Lisa jumped awake when Bath appeared in the dorm room on the couch.
"Ahgh," she grumbled blearily. She hadn't fallen asleep due to fatigue, but rather due to boredom. Reading textbooks all day long to catch up on her studies was mind-numbing.
"Hello," Bath smiled, scootching in next to her. "Productive?"
Lisa grunted. "No. What took you so long to get back? They pulled out hours ago," she remarked, referring to Basalith's forces.
"Who pulled out?" He wagged his eyes devilishly.
Lisa pushed against his arm and sat up. "You're such a--"
He quickly morphed into a wolf, wrapping her in a bundle of fur. "I'm a what?"
Lisa burst into a fit of giggles, partly due to Bath's absurdity, partially due to the fact he was nuzzling her stomach to tickle her. "Bastard!" she squealed. "Damn it. You're impossible."
Wolf-Bath gave Lisa a lazy grin, teeth white beneath a pale, lolling tongue. She rubbed his head, then curled into his body with her textbook. Bath peered over at the book along with her.
"Seriously, what were you up to?"
"I was sending the seven kursi attackers from the battle into interrogation."
Lisa gave him a baffled look. "We have interrogators?"
"Not humans. They're one of the quasi-sapient varieties."
Lisa nodded. "And you're having them...interrogate humans?

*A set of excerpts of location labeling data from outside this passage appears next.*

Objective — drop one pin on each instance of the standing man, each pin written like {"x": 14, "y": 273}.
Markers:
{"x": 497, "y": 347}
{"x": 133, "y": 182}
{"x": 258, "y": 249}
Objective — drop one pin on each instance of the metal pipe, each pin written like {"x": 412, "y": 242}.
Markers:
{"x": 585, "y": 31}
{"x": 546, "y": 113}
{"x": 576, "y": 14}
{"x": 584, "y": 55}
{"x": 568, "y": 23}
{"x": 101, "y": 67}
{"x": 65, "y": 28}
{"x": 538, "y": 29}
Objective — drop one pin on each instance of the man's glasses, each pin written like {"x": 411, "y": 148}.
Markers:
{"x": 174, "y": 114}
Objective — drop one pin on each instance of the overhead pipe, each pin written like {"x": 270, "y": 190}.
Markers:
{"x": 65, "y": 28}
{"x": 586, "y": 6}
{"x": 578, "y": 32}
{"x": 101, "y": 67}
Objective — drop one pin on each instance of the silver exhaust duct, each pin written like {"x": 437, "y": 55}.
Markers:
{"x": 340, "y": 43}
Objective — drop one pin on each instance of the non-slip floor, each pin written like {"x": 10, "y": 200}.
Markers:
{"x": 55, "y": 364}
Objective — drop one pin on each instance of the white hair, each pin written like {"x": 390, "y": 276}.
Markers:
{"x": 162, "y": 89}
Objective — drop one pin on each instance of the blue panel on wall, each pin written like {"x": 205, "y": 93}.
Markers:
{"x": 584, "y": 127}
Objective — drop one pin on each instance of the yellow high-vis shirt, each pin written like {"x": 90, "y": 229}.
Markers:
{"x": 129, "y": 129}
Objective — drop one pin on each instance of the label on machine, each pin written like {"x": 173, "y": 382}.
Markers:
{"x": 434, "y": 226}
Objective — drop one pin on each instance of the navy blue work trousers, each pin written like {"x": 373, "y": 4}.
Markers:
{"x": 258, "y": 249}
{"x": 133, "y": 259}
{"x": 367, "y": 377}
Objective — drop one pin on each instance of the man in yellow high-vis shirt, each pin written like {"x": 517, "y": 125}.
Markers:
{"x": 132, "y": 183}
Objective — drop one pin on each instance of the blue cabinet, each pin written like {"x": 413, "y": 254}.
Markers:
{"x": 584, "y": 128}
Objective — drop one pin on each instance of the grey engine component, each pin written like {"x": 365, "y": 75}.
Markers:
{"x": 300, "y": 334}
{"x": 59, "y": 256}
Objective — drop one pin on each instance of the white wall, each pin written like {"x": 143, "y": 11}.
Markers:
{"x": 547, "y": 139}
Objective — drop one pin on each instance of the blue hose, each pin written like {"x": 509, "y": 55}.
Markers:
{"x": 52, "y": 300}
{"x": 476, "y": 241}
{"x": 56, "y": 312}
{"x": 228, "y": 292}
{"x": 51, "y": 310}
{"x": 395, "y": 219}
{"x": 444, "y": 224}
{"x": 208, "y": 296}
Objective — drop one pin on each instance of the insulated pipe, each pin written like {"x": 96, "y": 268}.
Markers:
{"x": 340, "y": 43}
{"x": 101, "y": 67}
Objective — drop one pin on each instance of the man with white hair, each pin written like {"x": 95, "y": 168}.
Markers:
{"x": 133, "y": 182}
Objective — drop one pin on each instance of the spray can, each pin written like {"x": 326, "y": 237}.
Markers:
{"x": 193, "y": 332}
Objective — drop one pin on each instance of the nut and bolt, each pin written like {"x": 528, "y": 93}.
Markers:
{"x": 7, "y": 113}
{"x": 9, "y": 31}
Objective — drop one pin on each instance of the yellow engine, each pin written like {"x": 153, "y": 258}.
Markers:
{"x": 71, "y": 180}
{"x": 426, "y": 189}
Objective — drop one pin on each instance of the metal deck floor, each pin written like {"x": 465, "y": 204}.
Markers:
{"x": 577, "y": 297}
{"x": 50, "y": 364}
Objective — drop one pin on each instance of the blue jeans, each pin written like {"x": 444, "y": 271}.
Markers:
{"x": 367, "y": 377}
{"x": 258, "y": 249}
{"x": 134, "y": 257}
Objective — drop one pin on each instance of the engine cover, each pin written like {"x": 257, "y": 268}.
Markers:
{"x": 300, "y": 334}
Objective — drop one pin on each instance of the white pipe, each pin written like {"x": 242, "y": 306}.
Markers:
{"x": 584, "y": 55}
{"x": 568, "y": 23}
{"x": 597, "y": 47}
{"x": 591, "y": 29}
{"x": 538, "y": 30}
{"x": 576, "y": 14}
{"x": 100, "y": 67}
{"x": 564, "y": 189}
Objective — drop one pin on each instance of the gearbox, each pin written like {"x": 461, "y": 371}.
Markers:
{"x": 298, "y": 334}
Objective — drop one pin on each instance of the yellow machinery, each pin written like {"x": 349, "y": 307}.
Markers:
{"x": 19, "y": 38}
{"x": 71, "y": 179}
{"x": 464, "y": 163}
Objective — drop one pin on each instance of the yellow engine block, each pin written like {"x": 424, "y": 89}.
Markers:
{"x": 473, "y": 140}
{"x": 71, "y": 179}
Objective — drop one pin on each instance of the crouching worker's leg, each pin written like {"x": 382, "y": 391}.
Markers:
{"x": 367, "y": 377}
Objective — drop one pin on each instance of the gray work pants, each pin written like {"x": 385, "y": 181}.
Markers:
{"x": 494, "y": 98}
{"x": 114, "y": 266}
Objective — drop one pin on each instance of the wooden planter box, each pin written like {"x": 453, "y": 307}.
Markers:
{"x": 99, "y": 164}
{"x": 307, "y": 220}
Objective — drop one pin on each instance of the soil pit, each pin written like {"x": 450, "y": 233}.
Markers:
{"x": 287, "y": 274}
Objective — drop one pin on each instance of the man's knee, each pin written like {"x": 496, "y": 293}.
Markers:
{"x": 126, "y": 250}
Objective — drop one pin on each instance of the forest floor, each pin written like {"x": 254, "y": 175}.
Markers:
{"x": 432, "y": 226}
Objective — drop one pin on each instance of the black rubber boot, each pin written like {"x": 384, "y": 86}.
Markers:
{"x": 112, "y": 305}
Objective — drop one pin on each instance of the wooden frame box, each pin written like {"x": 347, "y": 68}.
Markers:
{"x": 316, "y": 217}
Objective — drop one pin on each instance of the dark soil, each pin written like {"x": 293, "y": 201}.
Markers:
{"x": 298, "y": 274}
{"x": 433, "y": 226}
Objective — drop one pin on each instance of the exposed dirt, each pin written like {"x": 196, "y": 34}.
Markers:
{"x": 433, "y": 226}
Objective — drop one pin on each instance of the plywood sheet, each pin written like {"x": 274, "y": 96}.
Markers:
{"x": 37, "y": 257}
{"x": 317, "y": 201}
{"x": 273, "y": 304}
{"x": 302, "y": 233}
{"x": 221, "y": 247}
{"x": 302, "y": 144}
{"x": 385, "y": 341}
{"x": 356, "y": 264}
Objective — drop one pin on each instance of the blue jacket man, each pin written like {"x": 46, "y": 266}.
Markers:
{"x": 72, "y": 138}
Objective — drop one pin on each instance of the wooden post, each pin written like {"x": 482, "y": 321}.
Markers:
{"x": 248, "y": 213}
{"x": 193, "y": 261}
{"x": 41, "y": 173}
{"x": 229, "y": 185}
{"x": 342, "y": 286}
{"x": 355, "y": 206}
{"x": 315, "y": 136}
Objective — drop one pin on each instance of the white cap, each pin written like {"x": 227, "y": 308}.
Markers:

They're only a few days old, right? I wouldn't want Nimesh interrogating anyone."
Bath smirked, the expression strange on his wolven face. "Nimesh is a wolf. These are jerboas, a quasi-sapient species I've taken...certain liberties with."
Lisa sighed. "I can't keep up with what you're doing."
Bath nuzzled her arm. "You have your responsibilities; I have mine."
Lisa smiled back. "Thanks. Anyways, when are we going to do our bucket list? Sounds like the world's ending any day now; we gotta get started."
Bath chuckled. "I should be encouraging you to learn," he admitted, humor gleaming in his eyes. "But I'm in the mood for some post-battle adventuring..."
---
"Victoria Falls," Lisa said softly, eyes alight with wonderment. She and Bath lay suspended in the air along a "secluded" part of the falls. Or so Bath said, though Lisa suspected he had a hand in relocating anyone within the immediate area.
The water fell in a rush of white, splattering onto the rocks thousands of feet below. A loud, rumbling roar like mellowed thunder filled the space. The water above and below shone clear and blue.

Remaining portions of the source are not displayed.